Monday, August 22, 2011


Eastside Road, August 22, 2011—
sa lmon.jpgAS A GENERAL RULE we eat our salmon on Saturday, having bought it that morning from Dave the fisherman, at the farmers' market in town. Saturday and Sunday, though, we ate out, as you'll have seen. Lindsey put Saturday morning's salmon purchase in the freezer, and broiled it tonight.

Freezing the fish definitely affected its texture. It was as if the fish were somehow more detached than usual, less involved with its primary duty, pleasing us. The flavor was just as good, I thought — perhaps a tiny bit stronger, but then it's late in the season, you expect that. The texture was okay, perhaps a little drier than I'd grown used to. It just seemed a little, I don't know, remote. It's hard writing about such things.

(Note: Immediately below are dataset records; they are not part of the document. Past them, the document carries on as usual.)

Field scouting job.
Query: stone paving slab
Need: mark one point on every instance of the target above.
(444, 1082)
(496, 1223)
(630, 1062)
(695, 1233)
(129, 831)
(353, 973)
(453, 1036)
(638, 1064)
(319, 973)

With the fish, to drive the elegiac note a little deeper, probably the last delicious lima beans of the season from Nancy's stall. They're so good: chest nutty in texture, grassy in color and on the palate, both garden-fresh and somehow wild-tasting, abandoned. I'll miss them this winter.

Then a melon, a melon just big enough for the two of us. When I was a kid there were only two melons, watermelon and cantaloupe. Oh, and something they called muskmelon, or muskmelon: though they always seemed like another name for cantaloupe, perhaps at a different stage of ripeness. Later came the green-fleshed melons, and the honeydews, and later still the Crane and crenshaw; finally the heavenly Charentais. Now there's something called Tuscan melon: but it seems like a cantaloupe to me. I like it, whatever it is.
Pinot grigio, La Famiglia (Monterey), 2009 (clean, good varietal, dry, very pleasant)

1 comment:

Curtis Faville said...

When I was as kid, I couldn't abide the cantaloupes. My stepdad would torment me. "Eat your melon!!" And I would take another bite and suppress my retching. There was some acid or protein in it that induced vomiting in me. I had the same problem with asparagus and spinach and beets and avocado, and especially mushrooms. Slimy and poisonous! "And the list goes on. . . ."

But we do grow up and develop our "taste." My favorite melon now is the pale green one, the Honeydew. It has the clearest, purest texture and flavor of all of them, and no troublesome seeds in the flesh!

I was never very big on watermelons. As a kid, we were expected to take a big wedge in hand and smear it all over our faces, spitting black seeds everywhere. It was picnic food. I used to wish it could be seedless, so I could appreciate the taste without dealing with the nuisance. I had the same problem with trout.

Innvista ( lists many kinds which I've never heard of. But I've never gone out of my way to taste them, either.

I love the new varieties of grapes we keep seeing at Berkeley Bowl. One kind--small, intensely purple-red, seedless, which cling to their stems stubbornly--are fabulous.